Israel Siapkan Anggaran Rp 234,7 Triliun untuk Belanja Perang, Total Pengeluaran 2024 akan Tembus Rp 2,4 Kuadriliun
TRIBUNNEWS.COM- Israel Meloloskan anggaran untuk menambahkan $15 Miliar (Rp 234,7 Triliun) untuk Belanja Perang.
Perdana Menteri Israel Benjamin Netanyahu telah dikritik oleh anggota pemerintah Israel karena menggunakan anggaran negara untuk keuntungan politik pribadinya.
Pemerintahan Perdana Menteri Israel Benjamin Netanyahu telah menyetujui revisi anggaran negara untuk tahun 2024 yang telah membuat bingung para investor yang khawatir tentang jalur fiskal negara Israel di tengah perang melawan perlawanan Palestina yang dipimpin Hamas.
Berdasarkan anggaran baru, total pengeluaran pada tahun 2024 akan mencapai 582 miliar shekel (Rp 2,4 Kuadriliun).
Anggaran yang disetujui Israel akan mencakup lebih banyak dana untuk pertahanan dan memberikan kompensasi kepada mereka yang terkena dampak perang.
Hal ini juga mencakup alokasi yang lebih tinggi untuk layanan kesehatan, kepolisian, kesejahteraan, dan pendidikan.
Baca juga: Israel Menolak Semua Usulan Negara-negara Arab untuk Mengakhiri Perang Gaza Kata PM Qatar, Al-Thani
Peningkatan sebesar 70 miliar ($18,5 miliar) dari anggaran awal akan lebih tinggi jika bukan karena pengurangan anggaran di tempat lain sebesar 20 miliar shekel ($5,2 miliar).
“Kami mengubah prioritas sehingga setiap pasukan cadangan dan setiap pejuang serta keluarganya mengetahui bahwa ada pemerintah yang mendukungnya dan sepenuhnya menjaganya,” kata Menteri Keuangan Bezalel Smotrich setelah pemungutan suara.
Kementerian Keuangan memperkirakan defisit anggaran sebesar 6,6 persen dari produk domestik bruto (PDB) tahun ini, yang akan dijembatani pemerintah melalui pinjaman.
Outlet berita keuangan Bloomberg melaporkan bahwa bank sentral Israel “telah memperingatkan respons fiskal pemerintah terhadap perang yang dimulai lebih dari tiga bulan lalu berisiko menimbulkan reaksi negatif dari investor.”

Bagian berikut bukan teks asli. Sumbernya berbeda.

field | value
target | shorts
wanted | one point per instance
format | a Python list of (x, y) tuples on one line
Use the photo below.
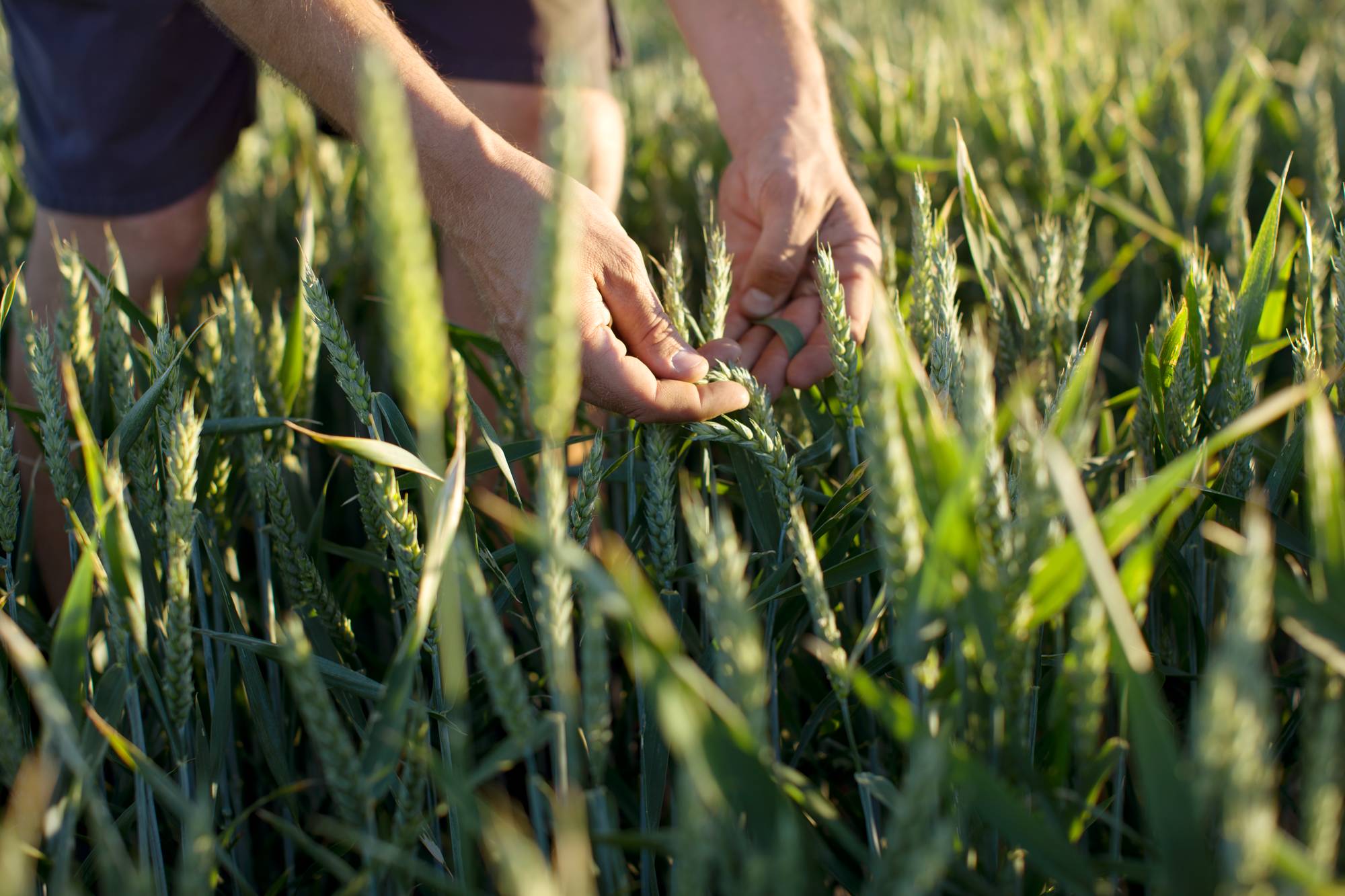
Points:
[(127, 107)]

Baca juga: Warga Israel Tak Sudi Pulang, Bocor di Markas Komando IDF Niat Netanyahu Lawan Hamas hingga 2025
Laporan tersebut memperingatkan bahwa peningkatan belanja perang dapat menyebabkan “peningkatan imbal hasil obligasi dan devaluasi mata uang, serta menghambat pertumbuhan ekonomi di masa depan.”
Persetujuan anggaran Israel terjadi setelah banyak perdebatan yang menunda pemungutan suara oleh para menteri yang tidak puas dengan anggaran pemotongan yang dimaksudkan untuk mengimbangi pengeluaran perang ekstra. Beberapa rencana pemotongan anggaran untuk sektor kesehatan dan keamanan dalam negeri dibatalkan untuk memastikan lolosnya anggaran.
Pemimpin Partai Persatuan Nasional Benny Gantz, saingan politik Perdana Menteri Israel Benjamin Netanyahu, memberikan suara menentang anggaran tersebut dalam sesi perdebatan sengit.
Gantz menyuarakan ketidaksukaannya atas apa yang dikenal sebagai "dana koalisi" yang tidak dikurangi lagi, dan menyatakan bahwa masih ada waktu untuk menunjukkan "tanggung jawab nasional" sebelum anggaran tersebut disetujui oleh parlemen.
Baca juga: Yordania Pilih Damai dengan Israel Ketimbang Perang Berlanjut di Gaza, Trauma Tragedi Nakba?
Kritikus terhadap Netanyahu mengklaim bahwa dia telah menggunakan dana koalisi untuk meningkatkan dukungan di kalangan ultra-ortodoks dan pemukim Israel demi keuntungan politiknya sendiri. Netanyahu bergantung pada pemimpin pemukim agama Itamar Ben Gvir dan Bezalel Smotrich untuk mempertahankan koalisi pemerintahannya.
Perdana Menteri Israel bersikeras untuk memberikan dana negara kepada komunitas Yahudi ultra-ortodoks Israel meskipun ada kesulitan ekonomi yang timbul akibat perang.
Hal ini merupakan tindakan yang kontroversial karena sebagian besar anggota komunitas ini biasanya tidak bertugas di tentara Israel dan dipandang tidak membantu upaya perang yang sedang berlangsung di Gaza.
Perang Israel di Gaza kini telah menewaskan lebih dari 23.000 warga Palestina, mayoritas perempuan dan anak-anak, dan mengancam seperempat penduduk wilayah Gaza yang terkepung itu dengan ancaman kelaparan, menurut PBB.